Simon Singh believes scientists do not need philosophers in the same way that birds do not need ornithologists (4 December 2004, p23). He could not be more wrong. Birds to need ornithologists, and it takes a particularly narrow view of birds' interest to imagine that they do not. They need them because, without expert protection, many birds are headed species are headed for extinction.

For a similar reason scientists need philosophers and sociologists. Scientists, like birds, like in a complex social and political world inhabited by other groups with wider agendas. These groups constantly seek to divert funding, influence committees and discredit individuals, organisations, research findings and ideas, both within science and outside it. These often powerful, well-financed, highly motivated and self-interested groups (think of the tobacco lobby, for example) operate in almost every field of science. Distressingly, they often succeed in aligning science and unwary scientists with a particular agenda or product. The long-term effect of this has been to bring science into disrepute.

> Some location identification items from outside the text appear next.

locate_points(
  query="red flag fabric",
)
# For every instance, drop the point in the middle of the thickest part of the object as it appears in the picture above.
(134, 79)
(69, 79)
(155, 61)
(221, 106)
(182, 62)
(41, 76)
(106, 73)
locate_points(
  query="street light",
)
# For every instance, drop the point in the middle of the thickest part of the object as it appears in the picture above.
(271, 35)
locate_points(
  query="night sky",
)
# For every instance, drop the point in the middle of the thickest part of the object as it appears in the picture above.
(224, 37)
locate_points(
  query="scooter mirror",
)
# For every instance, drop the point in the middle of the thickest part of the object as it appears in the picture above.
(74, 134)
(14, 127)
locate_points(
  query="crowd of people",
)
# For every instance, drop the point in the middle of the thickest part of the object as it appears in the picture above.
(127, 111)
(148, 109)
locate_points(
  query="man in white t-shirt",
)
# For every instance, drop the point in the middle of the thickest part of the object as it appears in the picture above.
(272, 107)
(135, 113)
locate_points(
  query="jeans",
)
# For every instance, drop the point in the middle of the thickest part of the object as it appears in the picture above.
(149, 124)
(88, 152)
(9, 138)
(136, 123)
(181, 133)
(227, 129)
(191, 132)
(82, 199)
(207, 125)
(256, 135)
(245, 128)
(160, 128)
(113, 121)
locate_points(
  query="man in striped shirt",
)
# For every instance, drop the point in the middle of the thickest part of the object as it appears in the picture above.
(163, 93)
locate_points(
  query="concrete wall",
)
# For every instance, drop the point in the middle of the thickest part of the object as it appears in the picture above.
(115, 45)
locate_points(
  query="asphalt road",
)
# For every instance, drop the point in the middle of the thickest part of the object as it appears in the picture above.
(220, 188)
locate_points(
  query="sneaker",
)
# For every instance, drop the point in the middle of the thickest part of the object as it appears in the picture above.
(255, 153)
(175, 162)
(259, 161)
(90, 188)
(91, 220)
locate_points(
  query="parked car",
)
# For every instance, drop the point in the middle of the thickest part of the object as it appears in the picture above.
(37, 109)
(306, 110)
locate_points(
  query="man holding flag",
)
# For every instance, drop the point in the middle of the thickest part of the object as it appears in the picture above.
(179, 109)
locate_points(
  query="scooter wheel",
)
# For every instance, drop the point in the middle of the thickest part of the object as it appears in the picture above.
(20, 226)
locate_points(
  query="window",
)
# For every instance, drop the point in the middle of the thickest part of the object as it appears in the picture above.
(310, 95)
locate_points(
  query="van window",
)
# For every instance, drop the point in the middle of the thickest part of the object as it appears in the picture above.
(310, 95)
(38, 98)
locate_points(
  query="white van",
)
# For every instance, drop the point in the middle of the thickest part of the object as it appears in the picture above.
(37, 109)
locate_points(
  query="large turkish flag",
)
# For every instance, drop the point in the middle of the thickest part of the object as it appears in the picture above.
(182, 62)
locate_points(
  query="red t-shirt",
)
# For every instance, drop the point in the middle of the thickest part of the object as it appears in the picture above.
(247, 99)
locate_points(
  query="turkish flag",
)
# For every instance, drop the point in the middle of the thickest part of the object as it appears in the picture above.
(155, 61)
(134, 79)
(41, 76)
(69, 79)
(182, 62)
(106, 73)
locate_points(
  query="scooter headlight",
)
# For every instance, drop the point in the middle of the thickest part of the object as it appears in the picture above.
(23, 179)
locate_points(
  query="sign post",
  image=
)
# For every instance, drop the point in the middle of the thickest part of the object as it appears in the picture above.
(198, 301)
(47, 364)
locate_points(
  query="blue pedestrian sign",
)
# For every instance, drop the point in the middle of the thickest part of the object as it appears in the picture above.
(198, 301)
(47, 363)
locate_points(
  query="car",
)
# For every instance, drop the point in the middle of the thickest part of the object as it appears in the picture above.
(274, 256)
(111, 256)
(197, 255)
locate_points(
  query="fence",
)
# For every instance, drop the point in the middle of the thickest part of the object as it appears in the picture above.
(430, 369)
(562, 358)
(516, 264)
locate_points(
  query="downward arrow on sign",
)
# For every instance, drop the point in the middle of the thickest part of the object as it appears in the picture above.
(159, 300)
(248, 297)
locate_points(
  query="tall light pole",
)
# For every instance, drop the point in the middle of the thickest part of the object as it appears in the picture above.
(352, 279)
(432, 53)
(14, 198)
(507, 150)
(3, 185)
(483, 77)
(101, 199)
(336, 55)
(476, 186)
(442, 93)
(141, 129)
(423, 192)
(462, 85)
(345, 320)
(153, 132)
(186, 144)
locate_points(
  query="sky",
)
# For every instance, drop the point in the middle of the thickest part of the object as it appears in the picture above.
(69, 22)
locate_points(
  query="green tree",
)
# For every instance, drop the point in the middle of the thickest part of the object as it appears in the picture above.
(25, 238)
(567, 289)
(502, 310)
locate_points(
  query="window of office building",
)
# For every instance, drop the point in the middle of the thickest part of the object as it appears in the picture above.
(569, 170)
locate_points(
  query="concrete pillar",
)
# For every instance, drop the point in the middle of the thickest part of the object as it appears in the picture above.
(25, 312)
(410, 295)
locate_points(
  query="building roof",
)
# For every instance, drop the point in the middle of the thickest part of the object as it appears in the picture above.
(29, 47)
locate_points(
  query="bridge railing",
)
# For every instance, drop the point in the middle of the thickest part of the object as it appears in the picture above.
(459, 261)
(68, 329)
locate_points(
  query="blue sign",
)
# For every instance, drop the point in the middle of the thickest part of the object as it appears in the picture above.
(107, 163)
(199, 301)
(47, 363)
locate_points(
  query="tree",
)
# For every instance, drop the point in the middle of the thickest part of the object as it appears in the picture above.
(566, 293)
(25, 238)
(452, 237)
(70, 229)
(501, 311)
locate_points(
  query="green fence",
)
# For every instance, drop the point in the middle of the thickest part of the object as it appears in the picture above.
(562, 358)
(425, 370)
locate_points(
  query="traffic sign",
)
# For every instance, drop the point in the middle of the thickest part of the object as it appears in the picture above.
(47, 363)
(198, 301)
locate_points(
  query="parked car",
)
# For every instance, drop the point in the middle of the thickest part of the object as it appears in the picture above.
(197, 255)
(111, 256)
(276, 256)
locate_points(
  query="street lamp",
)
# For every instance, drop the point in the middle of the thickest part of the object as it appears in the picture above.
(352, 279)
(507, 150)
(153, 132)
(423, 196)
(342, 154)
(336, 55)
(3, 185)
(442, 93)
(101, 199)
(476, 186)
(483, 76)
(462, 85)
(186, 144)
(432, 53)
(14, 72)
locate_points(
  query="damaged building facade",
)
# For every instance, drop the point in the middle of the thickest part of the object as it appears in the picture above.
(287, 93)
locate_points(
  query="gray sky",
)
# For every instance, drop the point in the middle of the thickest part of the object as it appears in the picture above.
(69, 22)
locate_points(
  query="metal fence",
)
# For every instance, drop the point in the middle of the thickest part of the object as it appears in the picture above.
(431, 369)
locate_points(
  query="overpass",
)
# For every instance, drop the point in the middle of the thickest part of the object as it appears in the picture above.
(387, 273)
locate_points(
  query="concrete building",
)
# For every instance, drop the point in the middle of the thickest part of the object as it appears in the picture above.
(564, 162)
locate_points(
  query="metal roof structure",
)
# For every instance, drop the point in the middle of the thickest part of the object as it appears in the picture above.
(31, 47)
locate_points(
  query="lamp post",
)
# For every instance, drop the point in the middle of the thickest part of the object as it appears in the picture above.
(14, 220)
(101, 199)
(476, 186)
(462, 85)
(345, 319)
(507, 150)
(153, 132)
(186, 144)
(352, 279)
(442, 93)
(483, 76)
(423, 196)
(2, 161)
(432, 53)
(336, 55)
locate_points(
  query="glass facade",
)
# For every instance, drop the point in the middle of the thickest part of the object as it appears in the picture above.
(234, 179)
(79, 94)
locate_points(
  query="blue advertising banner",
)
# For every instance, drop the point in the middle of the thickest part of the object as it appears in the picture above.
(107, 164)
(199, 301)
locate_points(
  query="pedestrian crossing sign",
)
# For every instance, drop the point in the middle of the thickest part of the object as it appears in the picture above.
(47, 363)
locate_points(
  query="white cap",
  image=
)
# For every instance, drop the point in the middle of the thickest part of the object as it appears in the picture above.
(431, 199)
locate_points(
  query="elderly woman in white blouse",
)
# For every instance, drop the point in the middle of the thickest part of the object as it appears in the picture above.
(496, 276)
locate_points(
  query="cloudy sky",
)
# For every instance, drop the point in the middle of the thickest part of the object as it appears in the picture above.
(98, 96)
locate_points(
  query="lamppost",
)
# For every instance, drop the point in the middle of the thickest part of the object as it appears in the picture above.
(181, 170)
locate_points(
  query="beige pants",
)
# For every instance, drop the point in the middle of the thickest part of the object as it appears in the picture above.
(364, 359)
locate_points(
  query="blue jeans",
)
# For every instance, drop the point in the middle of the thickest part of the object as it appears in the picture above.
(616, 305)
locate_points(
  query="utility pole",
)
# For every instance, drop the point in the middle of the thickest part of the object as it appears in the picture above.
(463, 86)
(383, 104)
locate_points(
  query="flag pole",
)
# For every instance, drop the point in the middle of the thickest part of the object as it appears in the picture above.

Sociologists and philosophers of science can help researchers understand the realities of this complex environment and recognise the tactics used by lobbyists and others. They can show, for example, that scientists often have poorly defined notions of scientific objectivity, independence, balance and caution, yet are extremely sensitive to any transgression of the boundaries of proper scientific behaviour. As a consequence it can be relatively easy to sway scientific opinion against a troublesome critic by manipulating the use of such words.

Ultimately, we all need to know how social and financial power play out in the scientific realm and to understand how to ensure that the needs of different groups can contribute proportionately and democratically. But to do this scientists will need to collaborate constructively with philosophers and sociologists in an atmosphere of mutual respect rather than mutual distain.